Sollicité par l'AFP, l'avocat du manifestant a pour sa part pointé la responsabilité du médecin. «Georgios n'ayant pas eu copie de ces constatations, il est retourné la voir le 23 juillet, elle a cherché dans ses archives et elle lui a imprimé ce certificat», a dit Me Sahand Saber. «A aucun moment, il ne pensait se faire remettre un document antidaté, il pensait que c'était une copie», a-t-il fait valoir. Contacté par Le Monde, l'avocat souligne également que «la faute du médecin ne change rien à l'affaire : M.Benalla a été filmé en train de commettre des violences et il demeure mis en examen de ces chefs ».

Le 14 mai, lors d'un nouveau rendez-vous, le médecin lui avait prescrit des anti-inflammatoires et établi un certificat d'arrêt de travail, notant qu'il s'était «bloqué le dos» la veille «en prenant sa douche», toujours selon le JDD. La généraliste signataire du certificat falsifié a confessé : «Je n'aurais pas dû rédiger ça à la va-vite, c'était un lundi et une grosse journée pour moi. Je n'ai pas pris conscience de l'ampleur médiatique autour de mon patient. Je reconnais mon erreur.» Dans le procès-verbal, la médecin, qui avait fait état dans le certificat des «traces de coups», avoue : «C'était vraiment très léger. C'était des égratignures.» Avant d'ajouter qu'elle a indiqué avoir constaté des «traces de coups» car «c'est lui qui a dû me le dire. Pour moi c'était des égratignures.»

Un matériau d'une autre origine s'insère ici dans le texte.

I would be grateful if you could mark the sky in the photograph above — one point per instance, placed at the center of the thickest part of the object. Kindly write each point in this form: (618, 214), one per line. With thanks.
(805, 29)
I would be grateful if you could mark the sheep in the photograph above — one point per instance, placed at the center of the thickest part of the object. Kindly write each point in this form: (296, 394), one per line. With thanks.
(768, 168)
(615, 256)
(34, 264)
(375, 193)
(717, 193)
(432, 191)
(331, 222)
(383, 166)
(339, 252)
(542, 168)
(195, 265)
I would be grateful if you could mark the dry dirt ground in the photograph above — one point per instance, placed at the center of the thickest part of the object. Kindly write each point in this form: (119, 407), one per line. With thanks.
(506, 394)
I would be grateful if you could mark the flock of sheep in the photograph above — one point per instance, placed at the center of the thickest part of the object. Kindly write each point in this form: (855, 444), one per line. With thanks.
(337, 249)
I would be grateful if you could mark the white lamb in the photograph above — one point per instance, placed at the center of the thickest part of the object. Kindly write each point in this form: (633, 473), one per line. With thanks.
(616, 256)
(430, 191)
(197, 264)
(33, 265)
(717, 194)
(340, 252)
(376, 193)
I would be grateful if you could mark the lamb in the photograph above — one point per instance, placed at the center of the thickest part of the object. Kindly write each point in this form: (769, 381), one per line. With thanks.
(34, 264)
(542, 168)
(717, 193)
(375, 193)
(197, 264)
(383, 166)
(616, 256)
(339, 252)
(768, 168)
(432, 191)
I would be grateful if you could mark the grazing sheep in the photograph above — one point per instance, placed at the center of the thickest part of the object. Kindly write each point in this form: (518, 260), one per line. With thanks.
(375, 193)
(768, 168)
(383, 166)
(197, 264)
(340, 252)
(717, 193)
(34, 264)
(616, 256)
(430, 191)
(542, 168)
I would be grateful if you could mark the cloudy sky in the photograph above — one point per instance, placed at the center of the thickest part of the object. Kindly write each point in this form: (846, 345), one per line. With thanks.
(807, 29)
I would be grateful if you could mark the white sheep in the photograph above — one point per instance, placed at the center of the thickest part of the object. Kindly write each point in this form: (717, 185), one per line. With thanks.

Dans ce dossier, Georgios D., 29 ans, et sa compagne de 30 ans, Chloé P., ont été auditionnés le 19 septembre par les juges d'instruction. Devant les magistrats, ils ont reconnu des jets de projectiles - une carafe d'eau et un cendrier - vers les CRS, à l'origine de leur interpellation musclée. Placés en garde à vue pour ces faits le 2 octobre, ils sont convoqués au tribunal correctionnel pour y être jugés l'an prochain pour «violences sur personnes dépositaires de l'autorité publique». Outre les violences en réunion, Alexandre Benalla reste aussi mis en examen pour «immixtion dans l'exercice d'une fonction publique», «port public et sans droit d'insignes réglementés», «recel de détournement d'images issues d'un système de vidéoprotection» et «recel de violation du secret professionnel».